There is no ready-made solution for these problems which have to be managed on an institution-to-institution basis, taking into account the personnel and facilities available, the increased turn-around times expected in the OTs due to aerosol-mitigation procedures and the case load. Some common sense measures do help. Pooling the manpower of the hospital from across the specialties and posting them judiciously based on actual requirement, has been used in COVID areas of PGIMER, Chandigarh. This distributed the extra burden of COVID patients across various departments. Another measure is to take care of the wellbeing of the staff—both physically (limit working hours, adequate rest/off following duty, ensure appropriate PPE and other infection control practices) and psychologically.
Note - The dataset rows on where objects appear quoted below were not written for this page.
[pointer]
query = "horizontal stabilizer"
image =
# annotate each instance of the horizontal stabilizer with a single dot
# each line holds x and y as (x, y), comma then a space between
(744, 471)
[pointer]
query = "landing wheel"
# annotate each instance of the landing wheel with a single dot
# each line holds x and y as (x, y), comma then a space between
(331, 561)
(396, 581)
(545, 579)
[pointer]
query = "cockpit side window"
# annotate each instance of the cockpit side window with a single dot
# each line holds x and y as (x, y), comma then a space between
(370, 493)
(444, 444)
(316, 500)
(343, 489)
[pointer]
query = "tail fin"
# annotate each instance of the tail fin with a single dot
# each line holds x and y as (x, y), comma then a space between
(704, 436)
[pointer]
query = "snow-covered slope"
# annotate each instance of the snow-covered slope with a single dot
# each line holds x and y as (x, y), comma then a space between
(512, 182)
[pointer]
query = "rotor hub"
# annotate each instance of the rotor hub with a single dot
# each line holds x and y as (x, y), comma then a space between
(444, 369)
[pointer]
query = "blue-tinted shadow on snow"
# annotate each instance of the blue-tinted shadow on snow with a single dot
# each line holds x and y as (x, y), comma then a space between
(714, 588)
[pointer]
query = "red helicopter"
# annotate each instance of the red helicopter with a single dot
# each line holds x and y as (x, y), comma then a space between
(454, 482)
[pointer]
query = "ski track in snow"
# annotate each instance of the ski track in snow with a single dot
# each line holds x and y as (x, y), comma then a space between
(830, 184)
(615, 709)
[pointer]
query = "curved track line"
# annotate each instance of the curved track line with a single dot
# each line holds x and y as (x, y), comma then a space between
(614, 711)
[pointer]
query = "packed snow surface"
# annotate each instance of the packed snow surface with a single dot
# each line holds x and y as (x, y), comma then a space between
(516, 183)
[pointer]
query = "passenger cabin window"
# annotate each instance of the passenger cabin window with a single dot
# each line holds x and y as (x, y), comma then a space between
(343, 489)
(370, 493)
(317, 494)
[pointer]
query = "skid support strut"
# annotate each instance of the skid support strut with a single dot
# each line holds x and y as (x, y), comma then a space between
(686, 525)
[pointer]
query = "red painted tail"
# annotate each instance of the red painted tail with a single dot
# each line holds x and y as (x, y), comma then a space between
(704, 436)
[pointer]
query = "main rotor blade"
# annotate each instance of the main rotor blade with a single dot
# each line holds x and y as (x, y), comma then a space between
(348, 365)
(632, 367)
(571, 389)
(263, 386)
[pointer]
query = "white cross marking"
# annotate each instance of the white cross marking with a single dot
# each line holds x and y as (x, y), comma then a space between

We may need to consider ensuring that personnel do not exclusively work in COVID areas for long periods. Screening measures should be put in place to identify at-risk healthcare providers who should work only in non-COVID areas. These measures are likely to preserve the health as well as morale of our manpower. One Singapore hospital utilized reorganisation of medical staff into modular teams to prevent cross-exposure and thus lessen the risk of hospital transmission of COVID-19.
Finally, hospitals and administrators should remain flexible and respond immediately and purposefully to changes in patient load, and requirements of personnel and equipment. A rotational pool of reserve personnel can be useful whenever any urgent deployment is needed.
COVID-19 pandemic is a once-in-a-lifetime crisis for all of us, doctors of all grades, nurses, technicians, other healthcare workers, ancillary personnel and administrators. We need to draw upon our professional training and determination, and rise to meet this challenge.